Para warga mulai dari anak-anak hingga lansia mengenakan pakaian traditional Yogyakarta berkumpul di Balai RT 13 RW 4 Miliran, Kelurahan Muja Muju, Umbulharjo, Yogyakarta, ‎Minggu (14/6/2015). Mereka menghidupkan kembali tradisi yang sempat puluhan tahun menghilang ditelan zaman.

“Memetri lingkungan hidup, kewajiban kito sami. Monggo sami nunggal tekad,” demikian sepenggal syair tembang Panembromo Lingkungan Hidup yang dinyanyikan para warga.

Acara diawali dengan pembacaan doa bersama, pelepasan 7 burung dara, dan kirab Tumpeng mengelilingi kampung. Merti kampung mengandung beragam makna. Tumpeng yang menjulang ke atas bermakna warga memohon berkah kepada Tuhan. Sedangkan pelepasan 7 burung dara mengandung makna “pitu”, yaitu “pitulungan” (pertolongan).

Acara yang digelar di belakang bangunan hotel ini juga menjadi bentuk sikap warga terhadap pembangunan yang seharusnya tetap berpihak pada kehidupan ‘bumi’.

Belasan pemuda menarikan Tarian Topeng Ireng selama kirab berkeliling kampung. Suasana meriah dan penuh keakraban. Masing-masing warga membawa bahan makanan dan minuman untuk disantap bersama seusai kirab.

“Di sini ada satu hotel yang akhir tahun lalu (2014) sempat membuat air tanah warga macet. Setelah diprotes, kemudian mereka menggunakan air PAM. Alhamdulillah sekarang sudah lancar kembali,” ujar seorang warga Jumadi (66).

Pengalaman krisis air tahun lalu begitu membekas di ingatannya karena menjadi pertama kalinya dialami Jumadi selama hidupnya tinggal di sana. Pria yang lahir di Kampung Miliran ini sangat berharap pembangunan hotel di Yogyakarta yang saat ini cukup pesat,‎ tetap memperhitungkan kelestarian lingkungan hidup.
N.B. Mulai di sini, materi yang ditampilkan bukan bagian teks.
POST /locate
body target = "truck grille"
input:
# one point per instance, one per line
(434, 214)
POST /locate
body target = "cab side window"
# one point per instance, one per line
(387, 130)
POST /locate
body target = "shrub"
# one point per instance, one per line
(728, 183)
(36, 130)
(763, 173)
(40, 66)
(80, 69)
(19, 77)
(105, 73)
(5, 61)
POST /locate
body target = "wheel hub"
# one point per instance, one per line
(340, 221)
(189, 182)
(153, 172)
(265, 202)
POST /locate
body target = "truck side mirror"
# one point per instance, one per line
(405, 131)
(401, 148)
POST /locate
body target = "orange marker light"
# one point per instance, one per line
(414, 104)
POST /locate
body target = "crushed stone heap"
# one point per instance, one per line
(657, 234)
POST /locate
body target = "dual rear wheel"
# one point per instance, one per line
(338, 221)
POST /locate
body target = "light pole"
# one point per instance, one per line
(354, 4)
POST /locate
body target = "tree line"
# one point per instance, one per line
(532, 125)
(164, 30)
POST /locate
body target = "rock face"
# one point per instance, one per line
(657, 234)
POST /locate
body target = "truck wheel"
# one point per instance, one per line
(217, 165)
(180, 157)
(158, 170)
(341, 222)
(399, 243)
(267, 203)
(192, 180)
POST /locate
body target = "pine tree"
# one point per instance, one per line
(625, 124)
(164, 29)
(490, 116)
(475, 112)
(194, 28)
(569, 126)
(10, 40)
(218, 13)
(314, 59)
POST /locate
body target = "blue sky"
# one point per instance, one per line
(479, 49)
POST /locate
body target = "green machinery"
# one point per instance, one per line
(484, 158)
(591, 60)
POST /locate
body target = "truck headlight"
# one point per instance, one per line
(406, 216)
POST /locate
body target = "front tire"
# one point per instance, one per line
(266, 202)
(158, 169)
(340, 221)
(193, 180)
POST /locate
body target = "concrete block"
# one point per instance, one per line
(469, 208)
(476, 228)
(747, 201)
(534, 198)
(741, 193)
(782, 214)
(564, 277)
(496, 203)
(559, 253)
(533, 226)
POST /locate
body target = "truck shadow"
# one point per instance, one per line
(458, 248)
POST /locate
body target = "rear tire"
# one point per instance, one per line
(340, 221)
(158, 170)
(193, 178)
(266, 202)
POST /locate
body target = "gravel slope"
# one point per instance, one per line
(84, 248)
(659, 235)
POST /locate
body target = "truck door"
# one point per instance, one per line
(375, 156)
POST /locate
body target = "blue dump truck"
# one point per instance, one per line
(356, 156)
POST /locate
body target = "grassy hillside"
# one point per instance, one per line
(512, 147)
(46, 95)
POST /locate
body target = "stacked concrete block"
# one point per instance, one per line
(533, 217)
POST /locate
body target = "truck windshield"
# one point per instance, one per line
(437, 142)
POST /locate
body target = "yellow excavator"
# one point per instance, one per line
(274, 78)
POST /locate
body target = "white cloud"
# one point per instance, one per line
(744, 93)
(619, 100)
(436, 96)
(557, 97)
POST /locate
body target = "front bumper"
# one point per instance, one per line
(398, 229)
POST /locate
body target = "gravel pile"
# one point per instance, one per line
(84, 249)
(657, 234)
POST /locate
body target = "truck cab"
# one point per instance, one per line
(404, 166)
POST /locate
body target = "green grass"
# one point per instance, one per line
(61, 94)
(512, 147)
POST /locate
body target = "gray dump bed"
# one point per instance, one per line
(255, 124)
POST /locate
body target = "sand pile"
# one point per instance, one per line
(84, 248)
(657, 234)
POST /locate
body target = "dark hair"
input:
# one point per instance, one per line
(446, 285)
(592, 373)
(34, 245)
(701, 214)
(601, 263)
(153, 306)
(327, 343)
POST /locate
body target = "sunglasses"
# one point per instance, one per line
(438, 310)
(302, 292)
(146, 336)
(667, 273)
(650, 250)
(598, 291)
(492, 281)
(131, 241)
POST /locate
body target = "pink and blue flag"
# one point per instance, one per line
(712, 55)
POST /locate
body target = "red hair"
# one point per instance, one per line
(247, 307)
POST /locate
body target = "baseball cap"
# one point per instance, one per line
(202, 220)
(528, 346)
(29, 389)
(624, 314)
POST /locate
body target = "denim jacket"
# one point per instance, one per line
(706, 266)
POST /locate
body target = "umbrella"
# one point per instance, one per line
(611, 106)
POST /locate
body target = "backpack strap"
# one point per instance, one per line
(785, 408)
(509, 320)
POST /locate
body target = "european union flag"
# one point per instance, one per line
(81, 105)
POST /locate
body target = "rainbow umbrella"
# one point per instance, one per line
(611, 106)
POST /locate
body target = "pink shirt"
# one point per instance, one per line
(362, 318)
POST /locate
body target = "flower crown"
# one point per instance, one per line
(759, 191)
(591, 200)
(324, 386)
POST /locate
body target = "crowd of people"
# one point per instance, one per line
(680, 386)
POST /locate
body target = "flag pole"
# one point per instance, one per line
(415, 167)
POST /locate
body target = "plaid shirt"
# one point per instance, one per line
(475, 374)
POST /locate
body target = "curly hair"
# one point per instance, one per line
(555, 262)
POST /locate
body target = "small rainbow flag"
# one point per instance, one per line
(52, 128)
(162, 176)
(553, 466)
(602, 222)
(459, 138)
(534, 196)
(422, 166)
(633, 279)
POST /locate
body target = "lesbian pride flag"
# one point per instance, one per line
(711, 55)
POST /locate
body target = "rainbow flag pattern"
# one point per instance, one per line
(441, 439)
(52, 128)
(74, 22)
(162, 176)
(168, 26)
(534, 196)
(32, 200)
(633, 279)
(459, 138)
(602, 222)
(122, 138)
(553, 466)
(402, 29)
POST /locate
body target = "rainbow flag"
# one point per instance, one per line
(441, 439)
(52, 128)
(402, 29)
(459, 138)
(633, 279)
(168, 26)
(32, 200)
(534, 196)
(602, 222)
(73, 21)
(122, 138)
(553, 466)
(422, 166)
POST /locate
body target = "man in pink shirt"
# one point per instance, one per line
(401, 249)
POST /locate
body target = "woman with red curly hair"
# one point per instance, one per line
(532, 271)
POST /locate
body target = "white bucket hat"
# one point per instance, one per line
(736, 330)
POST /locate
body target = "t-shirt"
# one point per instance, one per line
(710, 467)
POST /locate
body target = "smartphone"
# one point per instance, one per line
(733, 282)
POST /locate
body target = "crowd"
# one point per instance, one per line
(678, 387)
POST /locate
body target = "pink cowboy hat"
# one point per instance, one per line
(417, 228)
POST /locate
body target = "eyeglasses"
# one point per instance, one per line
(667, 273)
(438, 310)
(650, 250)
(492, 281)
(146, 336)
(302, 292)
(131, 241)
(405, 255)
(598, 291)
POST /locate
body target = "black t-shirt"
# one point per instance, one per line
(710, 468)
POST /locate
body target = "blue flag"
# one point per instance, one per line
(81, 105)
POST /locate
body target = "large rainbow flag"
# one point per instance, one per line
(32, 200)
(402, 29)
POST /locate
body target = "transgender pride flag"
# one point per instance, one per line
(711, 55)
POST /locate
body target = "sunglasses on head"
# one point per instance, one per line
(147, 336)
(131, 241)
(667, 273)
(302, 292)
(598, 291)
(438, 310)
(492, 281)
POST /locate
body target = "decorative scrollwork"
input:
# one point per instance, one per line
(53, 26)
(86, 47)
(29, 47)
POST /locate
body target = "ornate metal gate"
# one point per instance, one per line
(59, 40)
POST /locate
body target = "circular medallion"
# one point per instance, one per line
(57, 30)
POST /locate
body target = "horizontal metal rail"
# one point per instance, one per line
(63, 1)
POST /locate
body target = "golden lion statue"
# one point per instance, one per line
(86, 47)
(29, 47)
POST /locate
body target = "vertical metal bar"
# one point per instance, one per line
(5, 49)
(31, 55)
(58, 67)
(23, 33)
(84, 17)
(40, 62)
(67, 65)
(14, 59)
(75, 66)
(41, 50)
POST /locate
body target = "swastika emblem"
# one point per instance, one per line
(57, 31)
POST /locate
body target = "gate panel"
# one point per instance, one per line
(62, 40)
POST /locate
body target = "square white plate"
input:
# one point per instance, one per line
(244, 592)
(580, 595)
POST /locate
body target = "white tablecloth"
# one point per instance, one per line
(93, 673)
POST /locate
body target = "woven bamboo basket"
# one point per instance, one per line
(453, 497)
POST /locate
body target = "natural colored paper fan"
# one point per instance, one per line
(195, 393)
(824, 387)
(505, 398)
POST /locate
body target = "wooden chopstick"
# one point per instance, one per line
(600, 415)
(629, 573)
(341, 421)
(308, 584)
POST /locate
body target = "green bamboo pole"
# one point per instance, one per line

“Tahun lalu, kami juga sampai demo ke hotel. Seumur-umur baru sekali itu air sumur kampung kering,” kenangnya.

Dalam kesempatan yang‎ sama, koordinator acara, Dodok Putra Bangsa menceritakan ada satu hotel lagi yang sedang dibangun di kawasan tersebut.
Warga berharap ada komunikasi yang baik sehingga tidak ada lagi kejadian serupa‎ di kampungnya.

Mengingat peristiwa krisis air akibat pembangunan hotel itu, warga kini terus meningkatkan kesadaran atas lingkungan hidup. Berawal dari makna filosofi yang terkandung dalam acara Ruwat bumi, diharapkan kesadaran untuk menjaga lingkungan hidup akan terus tertanam.

“Dalam doa, warga Kampung Miliran memanjatkan puji syukur dan terima kasih untuk bumi dan memohon pertolongan Tuhan untuk mengusir semua hal buruk yang merusak kampung,” tutur Dodok.